Oh, and by the way, Georgia’s next opponent is South Carolina, which has Jadeveon Clowney, so good luck with those one-week improvements.
Through the years, the question of Murray’s performances in big games has risen and fallen and risen again after another defeat, this time in a top-10 matchup to open the season. But that tired refrain consistently ignores the reality of Murray’s pass protection, at least what there is of it.
Nobody points out that in 2010, when Murray was a freshman, the experienced line that was supposed to be the foundation of the team was instead a bust.
Nobody points out that in 2011, when Georgia started 0-2, the line looked terrible, particularly in the loss to Boise State.
And nobody points out that in 2012, when Georgia was blown out at South Carolina, the line was simply overmatched by Clowney and company.
Last year, Georgia yielded 29 sacks, ranking it ninth in the SEC in pass protection. In 2011, Georgia yielded 33 sacks, ranking eighth in the SEC and 85th nationally.
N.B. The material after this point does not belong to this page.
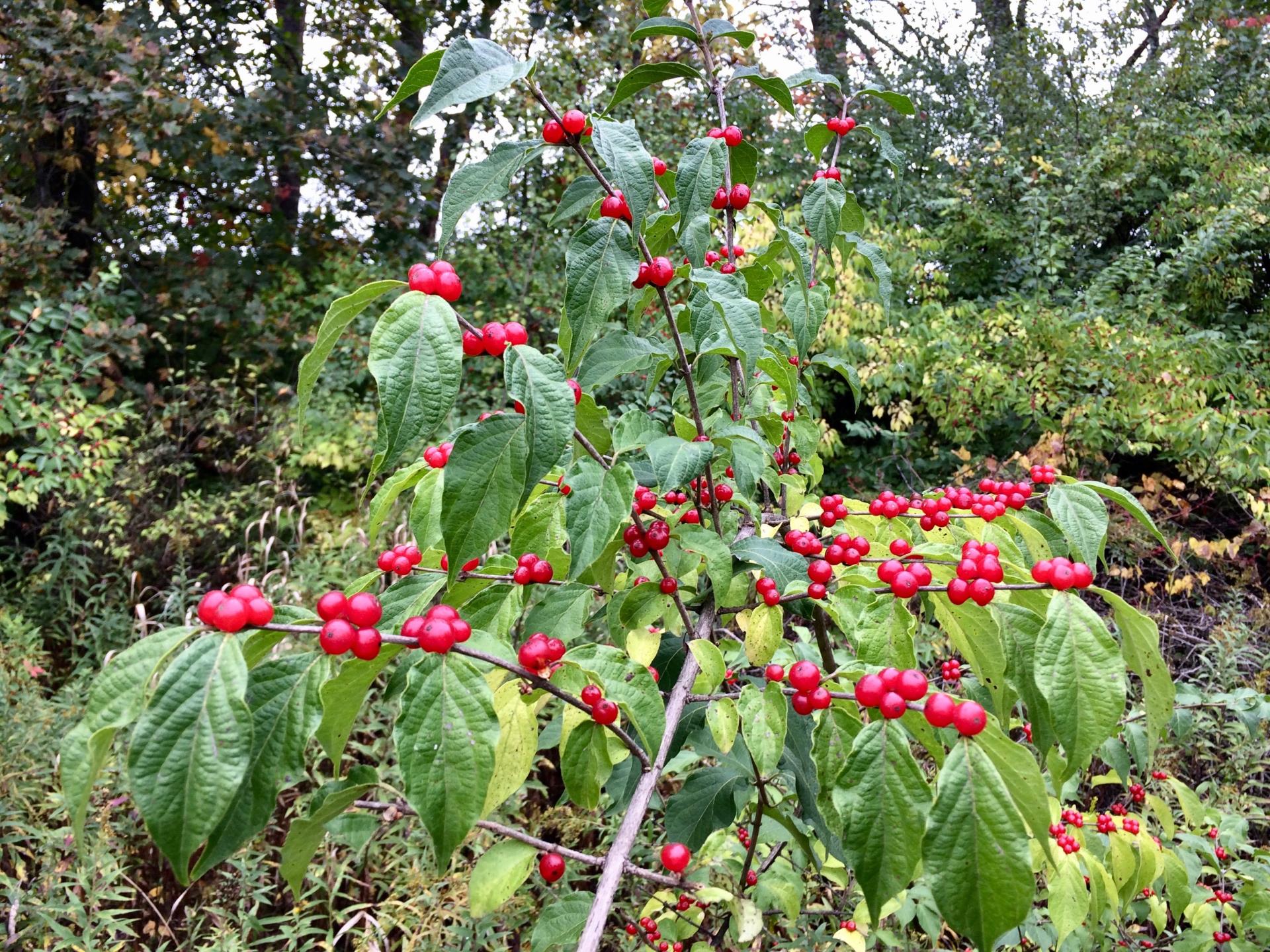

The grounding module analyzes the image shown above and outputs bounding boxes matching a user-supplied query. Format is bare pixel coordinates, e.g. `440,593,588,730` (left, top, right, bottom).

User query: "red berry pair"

And in 2010, Georgia was sacked 24 times, ranking seventh in the SEC and 62nd nationally.
This isn’t to say Murray is perfect. The interception Saturday night was his fault, and he had some other throws that were a bit off the mark. That will happen.
But when you’ve spent your whole career playing behind an average-at-best line, it’s no surprise you play a bit jumpy at times. It’s no surprise you rush your throws sometimes. It’s no surprise you get happy feet.
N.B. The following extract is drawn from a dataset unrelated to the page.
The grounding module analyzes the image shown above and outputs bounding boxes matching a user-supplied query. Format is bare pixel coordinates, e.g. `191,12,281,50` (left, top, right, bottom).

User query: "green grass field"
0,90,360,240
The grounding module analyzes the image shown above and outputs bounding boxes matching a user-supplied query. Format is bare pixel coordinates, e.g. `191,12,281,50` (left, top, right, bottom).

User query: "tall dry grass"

Put Murray on Alabama, and the Tide still win two national championships, perhaps a third this year. Put A.J. McCarron on Georgia, and McCarron probably gets sacked more than Murray has, considering Murray’s better mobility.
So why hasn’t it gotten better? When you’re depending on five spots, there’s no quick fix. One recruit can’t turn it around the way Todd Gurley did the running game. You need several very good recruits, and Georgia just hasn’t had much luck lately.
During the Richt era, Georgia has recruited just six offensive linemen rated in the top 100 overall, according to the 247Sports composite. Compare that to nine tailbacks, seven receivers, and five quarterbacks.
The five best offensive line recruits, according to the 247Sports composite, were John Theus, Justin Anderson, Austin Long, A.J. Harmon and Brent Benedict. The latter three left before their eligibility was up, Anderson didn’t nail down a starting job until he was a senior, and Theus didn’t start Saturday.
Some more lightly regarded players have turned out to be better. But in his four years, Murray hasn’t played behind any lineman who was either a first-round pick or a first-team All-American. Cordy Glenn, a second-round pick after Murray’s sophomore season, comes the closest.
Earlier this summer, Richt made an interesting point. You don’t need superstars on your line, Richt said, rather you need five good players playing together, and he’d rather have that than a few all-stars and a few weak links.
Georgia hasn’t been able to have that cohesive, no-weak-link unit until late in the season. By then, it’s already cost the Bulldogs some big games, whether it be South Carolina last year, Boise State the year before, or much of that 1-4 start in Murray’s freshman year.
Perhaps the line will once again right itself as this season goes along. Maybe everything will be clicking as the season nears an end.
But once again, the damage has already been done. Once again in a big game, the line failed Murray.